HRM-Text-1B: Hierarchical Reasoning Model for Efficient Text Generation
HRM-Text-1B is a 1 billion‑parameter language model released by Sapient Intelligence. It implements the Hierarchical Reasoning Model (HRM) architecture, a dual‑timescale recurrent design where a high‑level (slow) Transformer stack and a low‑level (fast) stack iterate over the same input embeddings for H_cycles × (L_cycles + 1) steps, injecting additive state at each cycle. This structure provides effectively unbounded compute depth while keeping the parameter count modest. The model is trained from scratch on a mixture of publicly available English text corpora using a PrefixLM objective, with special prefix tokens that enable bidirectional attention over the prompt and causal generation for the response.

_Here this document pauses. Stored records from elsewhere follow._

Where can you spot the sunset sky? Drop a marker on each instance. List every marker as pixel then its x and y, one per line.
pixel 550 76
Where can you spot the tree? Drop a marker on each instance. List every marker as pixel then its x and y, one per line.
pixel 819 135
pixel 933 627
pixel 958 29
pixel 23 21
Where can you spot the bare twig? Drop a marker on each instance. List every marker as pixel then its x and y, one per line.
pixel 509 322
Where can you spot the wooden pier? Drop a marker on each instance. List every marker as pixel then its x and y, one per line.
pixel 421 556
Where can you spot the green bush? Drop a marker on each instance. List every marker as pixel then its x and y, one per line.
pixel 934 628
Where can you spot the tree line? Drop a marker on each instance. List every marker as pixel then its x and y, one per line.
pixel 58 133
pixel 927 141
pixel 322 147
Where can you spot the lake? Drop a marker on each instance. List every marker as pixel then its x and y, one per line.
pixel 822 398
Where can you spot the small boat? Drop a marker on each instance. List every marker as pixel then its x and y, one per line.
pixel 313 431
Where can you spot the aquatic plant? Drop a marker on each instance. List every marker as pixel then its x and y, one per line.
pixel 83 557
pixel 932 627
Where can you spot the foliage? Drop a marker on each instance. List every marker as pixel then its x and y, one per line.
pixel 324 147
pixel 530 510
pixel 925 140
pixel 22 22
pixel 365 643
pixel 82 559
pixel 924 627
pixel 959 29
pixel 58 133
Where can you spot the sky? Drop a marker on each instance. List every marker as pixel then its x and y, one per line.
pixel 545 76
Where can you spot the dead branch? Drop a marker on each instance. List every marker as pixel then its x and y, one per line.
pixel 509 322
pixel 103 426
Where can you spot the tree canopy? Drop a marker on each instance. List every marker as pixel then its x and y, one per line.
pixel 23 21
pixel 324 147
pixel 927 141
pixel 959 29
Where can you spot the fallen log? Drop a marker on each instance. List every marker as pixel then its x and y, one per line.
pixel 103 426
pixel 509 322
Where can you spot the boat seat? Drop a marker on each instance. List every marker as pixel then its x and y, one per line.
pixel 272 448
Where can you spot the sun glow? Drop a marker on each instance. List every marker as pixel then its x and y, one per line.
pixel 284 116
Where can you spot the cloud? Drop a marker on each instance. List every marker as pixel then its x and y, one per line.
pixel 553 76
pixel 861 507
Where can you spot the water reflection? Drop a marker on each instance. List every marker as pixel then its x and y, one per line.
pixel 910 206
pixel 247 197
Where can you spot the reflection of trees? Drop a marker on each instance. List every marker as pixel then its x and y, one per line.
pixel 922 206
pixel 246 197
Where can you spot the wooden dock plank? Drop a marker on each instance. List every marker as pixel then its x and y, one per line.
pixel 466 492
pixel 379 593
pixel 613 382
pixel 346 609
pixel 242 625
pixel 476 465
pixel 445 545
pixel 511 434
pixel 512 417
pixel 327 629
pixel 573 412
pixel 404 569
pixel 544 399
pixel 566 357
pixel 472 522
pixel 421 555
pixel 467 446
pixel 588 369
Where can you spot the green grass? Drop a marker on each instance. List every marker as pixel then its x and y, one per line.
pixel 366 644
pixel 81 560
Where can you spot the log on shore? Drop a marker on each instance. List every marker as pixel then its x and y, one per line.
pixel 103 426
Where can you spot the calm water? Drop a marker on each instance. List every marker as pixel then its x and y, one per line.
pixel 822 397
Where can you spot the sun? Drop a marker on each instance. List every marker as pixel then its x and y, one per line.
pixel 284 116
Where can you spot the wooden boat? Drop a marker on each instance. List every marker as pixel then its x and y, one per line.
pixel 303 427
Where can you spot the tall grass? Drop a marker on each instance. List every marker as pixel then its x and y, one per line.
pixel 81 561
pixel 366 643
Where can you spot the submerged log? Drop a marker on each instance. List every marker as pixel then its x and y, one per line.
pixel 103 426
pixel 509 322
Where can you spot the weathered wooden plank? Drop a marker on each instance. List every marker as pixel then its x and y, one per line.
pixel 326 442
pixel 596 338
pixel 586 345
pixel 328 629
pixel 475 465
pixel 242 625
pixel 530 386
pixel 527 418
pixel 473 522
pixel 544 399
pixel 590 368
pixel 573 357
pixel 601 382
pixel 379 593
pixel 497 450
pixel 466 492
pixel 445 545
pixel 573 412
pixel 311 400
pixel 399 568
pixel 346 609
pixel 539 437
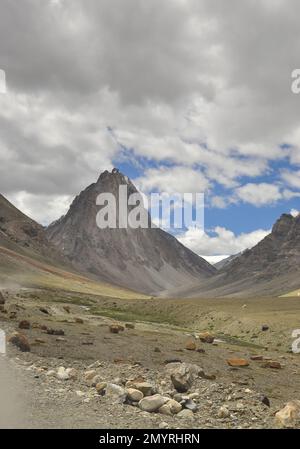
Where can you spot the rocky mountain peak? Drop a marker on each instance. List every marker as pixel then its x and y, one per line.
pixel 145 259
pixel 283 225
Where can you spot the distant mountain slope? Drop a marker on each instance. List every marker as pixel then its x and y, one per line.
pixel 270 268
pixel 147 260
pixel 28 259
pixel 22 234
pixel 225 262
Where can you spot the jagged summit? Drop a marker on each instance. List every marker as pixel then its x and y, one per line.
pixel 147 260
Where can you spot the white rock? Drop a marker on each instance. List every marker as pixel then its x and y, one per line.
pixel 152 403
pixel 134 395
pixel 289 415
pixel 62 374
pixel 185 413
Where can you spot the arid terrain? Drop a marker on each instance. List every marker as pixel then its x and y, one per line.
pixel 151 346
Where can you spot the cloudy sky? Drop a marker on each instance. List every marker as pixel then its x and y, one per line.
pixel 181 95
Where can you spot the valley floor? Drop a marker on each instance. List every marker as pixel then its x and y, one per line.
pixel 158 332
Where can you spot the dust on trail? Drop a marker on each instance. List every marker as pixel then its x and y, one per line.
pixel 12 401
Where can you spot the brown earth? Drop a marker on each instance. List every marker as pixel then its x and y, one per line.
pixel 143 350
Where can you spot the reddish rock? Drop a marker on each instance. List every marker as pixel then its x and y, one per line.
pixel 272 364
pixel 238 362
pixel 116 328
pixel 206 337
pixel 190 345
pixel 55 332
pixel 79 320
pixel 20 341
pixel 257 357
pixel 24 324
pixel 2 300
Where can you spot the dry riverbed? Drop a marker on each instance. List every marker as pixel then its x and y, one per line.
pixel 80 374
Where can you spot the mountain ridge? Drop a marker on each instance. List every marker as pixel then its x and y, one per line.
pixel 148 260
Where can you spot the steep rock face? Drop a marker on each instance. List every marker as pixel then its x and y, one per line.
pixel 147 260
pixel 270 268
pixel 277 254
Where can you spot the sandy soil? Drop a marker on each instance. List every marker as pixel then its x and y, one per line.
pixel 144 350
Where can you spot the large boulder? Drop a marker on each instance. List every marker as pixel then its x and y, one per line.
pixel 145 387
pixel 152 403
pixel 183 375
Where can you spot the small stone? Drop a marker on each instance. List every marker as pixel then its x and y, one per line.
pixel 20 341
pixel 100 387
pixel 174 360
pixel 272 364
pixel 191 405
pixel 238 362
pixel 79 320
pixel 152 403
pixel 116 328
pixel 60 339
pixel 134 395
pixel 116 392
pixel 90 374
pixel 40 341
pixel 265 400
pixel 206 337
pixel 185 414
pixel 171 407
pixel 62 374
pixel 2 300
pixel 44 310
pixel 289 415
pixel 55 332
pixel 95 380
pixel 72 373
pixel 223 412
pixel 145 387
pixel 80 393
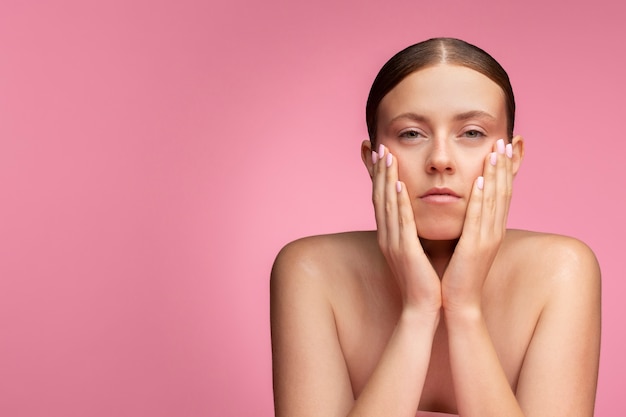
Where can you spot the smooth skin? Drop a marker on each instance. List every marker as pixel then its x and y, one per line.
pixel 441 309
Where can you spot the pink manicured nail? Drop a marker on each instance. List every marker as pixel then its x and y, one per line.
pixel 509 150
pixel 500 146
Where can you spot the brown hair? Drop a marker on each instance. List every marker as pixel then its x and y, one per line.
pixel 432 52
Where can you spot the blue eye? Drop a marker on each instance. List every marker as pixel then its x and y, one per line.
pixel 474 134
pixel 410 134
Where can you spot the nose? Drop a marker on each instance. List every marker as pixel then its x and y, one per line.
pixel 440 158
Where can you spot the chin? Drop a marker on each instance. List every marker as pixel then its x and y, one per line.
pixel 439 231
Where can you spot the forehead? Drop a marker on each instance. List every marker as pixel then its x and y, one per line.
pixel 444 90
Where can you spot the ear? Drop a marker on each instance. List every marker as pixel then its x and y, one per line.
pixel 518 152
pixel 366 156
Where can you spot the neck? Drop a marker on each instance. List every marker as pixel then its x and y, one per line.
pixel 439 253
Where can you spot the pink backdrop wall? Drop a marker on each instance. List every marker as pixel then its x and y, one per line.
pixel 154 157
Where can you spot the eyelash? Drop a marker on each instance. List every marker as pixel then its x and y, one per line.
pixel 406 133
pixel 478 132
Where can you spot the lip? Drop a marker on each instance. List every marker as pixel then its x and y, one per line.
pixel 440 195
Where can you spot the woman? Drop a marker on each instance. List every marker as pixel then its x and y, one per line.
pixel 441 309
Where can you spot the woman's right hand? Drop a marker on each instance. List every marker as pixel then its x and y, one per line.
pixel 398 239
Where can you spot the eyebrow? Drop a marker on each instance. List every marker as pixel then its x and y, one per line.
pixel 472 114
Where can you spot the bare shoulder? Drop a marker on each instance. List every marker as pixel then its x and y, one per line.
pixel 325 256
pixel 557 257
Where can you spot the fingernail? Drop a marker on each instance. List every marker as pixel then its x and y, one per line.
pixel 509 150
pixel 500 146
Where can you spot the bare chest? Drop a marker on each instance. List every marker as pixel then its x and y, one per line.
pixel 365 326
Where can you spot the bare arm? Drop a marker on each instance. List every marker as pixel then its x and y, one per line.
pixel 310 373
pixel 559 372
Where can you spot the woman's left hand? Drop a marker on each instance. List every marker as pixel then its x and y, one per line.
pixel 483 232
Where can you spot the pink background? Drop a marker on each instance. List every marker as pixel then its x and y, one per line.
pixel 155 156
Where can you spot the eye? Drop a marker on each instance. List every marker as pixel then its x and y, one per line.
pixel 473 134
pixel 411 134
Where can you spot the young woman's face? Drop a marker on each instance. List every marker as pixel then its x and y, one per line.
pixel 440 123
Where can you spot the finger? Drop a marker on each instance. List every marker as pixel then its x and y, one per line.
pixel 509 179
pixel 391 200
pixel 502 188
pixel 406 217
pixel 489 193
pixel 473 215
pixel 378 196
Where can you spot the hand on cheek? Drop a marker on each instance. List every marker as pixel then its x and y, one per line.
pixel 398 239
pixel 483 231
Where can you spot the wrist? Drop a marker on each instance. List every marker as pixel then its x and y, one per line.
pixel 464 315
pixel 414 315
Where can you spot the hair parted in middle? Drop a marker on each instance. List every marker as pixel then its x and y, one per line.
pixel 429 53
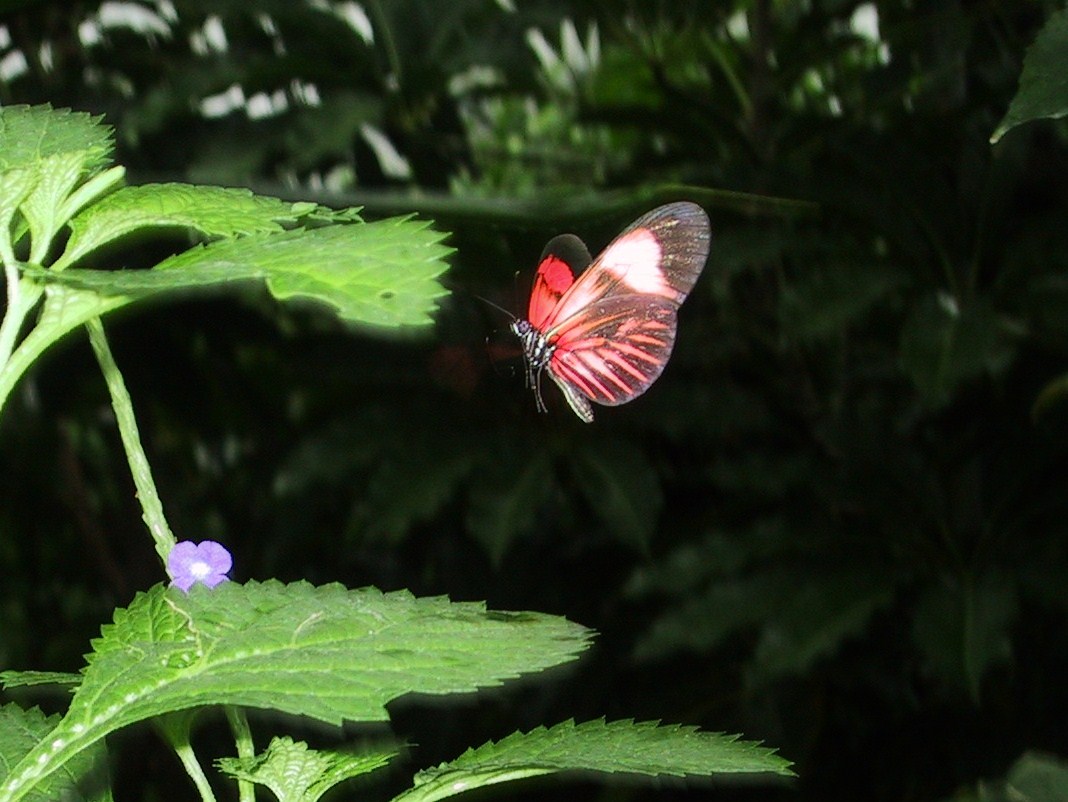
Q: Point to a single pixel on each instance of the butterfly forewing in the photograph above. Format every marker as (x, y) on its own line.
(564, 256)
(660, 254)
(615, 355)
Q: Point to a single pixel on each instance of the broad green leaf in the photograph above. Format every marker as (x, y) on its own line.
(380, 273)
(1043, 84)
(962, 628)
(214, 211)
(295, 772)
(943, 345)
(619, 747)
(29, 134)
(622, 488)
(29, 678)
(1037, 777)
(60, 148)
(83, 779)
(327, 653)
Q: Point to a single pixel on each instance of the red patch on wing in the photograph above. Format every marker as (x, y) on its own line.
(552, 280)
(556, 274)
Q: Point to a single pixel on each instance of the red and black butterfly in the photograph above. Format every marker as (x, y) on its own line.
(607, 335)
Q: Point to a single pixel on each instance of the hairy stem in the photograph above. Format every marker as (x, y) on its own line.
(151, 505)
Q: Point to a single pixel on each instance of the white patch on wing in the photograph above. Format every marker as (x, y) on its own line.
(634, 260)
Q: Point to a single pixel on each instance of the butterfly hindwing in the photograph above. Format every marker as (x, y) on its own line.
(615, 355)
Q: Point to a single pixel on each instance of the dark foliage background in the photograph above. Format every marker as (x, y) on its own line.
(836, 523)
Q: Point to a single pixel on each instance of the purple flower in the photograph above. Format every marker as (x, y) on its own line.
(206, 562)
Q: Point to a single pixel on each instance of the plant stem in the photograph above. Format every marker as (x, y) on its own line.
(151, 505)
(242, 737)
(21, 298)
(175, 728)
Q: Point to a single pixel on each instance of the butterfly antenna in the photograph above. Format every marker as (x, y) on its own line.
(498, 307)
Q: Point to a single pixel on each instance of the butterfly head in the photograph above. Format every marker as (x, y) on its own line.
(537, 351)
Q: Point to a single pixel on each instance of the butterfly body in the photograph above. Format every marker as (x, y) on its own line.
(606, 335)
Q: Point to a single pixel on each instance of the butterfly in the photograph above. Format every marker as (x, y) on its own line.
(607, 335)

The checkpoint is a **pre‑alignment** model: it has not been instruction‑tuned, RL‑HFed, or adapted for multi‑turn dialogue. It supports raw text‑generation via the `text-generation` pipeline in the Transformers library (>= 5.9.0). Prompting can be controlled with condition tags such as `direct`, `cot`, `synth`, and `noisy`. For reasoning or math tasks the composite condition `synth,cot` (synthetic style followed by chain‑of‑thought) has been shown to elicit step‑by‑step responses, though quality remains uneven compared with instruction‑tuned models. Classification, extraction, and short‑form QA benefit from the `direct` condition with a few in‑context examples.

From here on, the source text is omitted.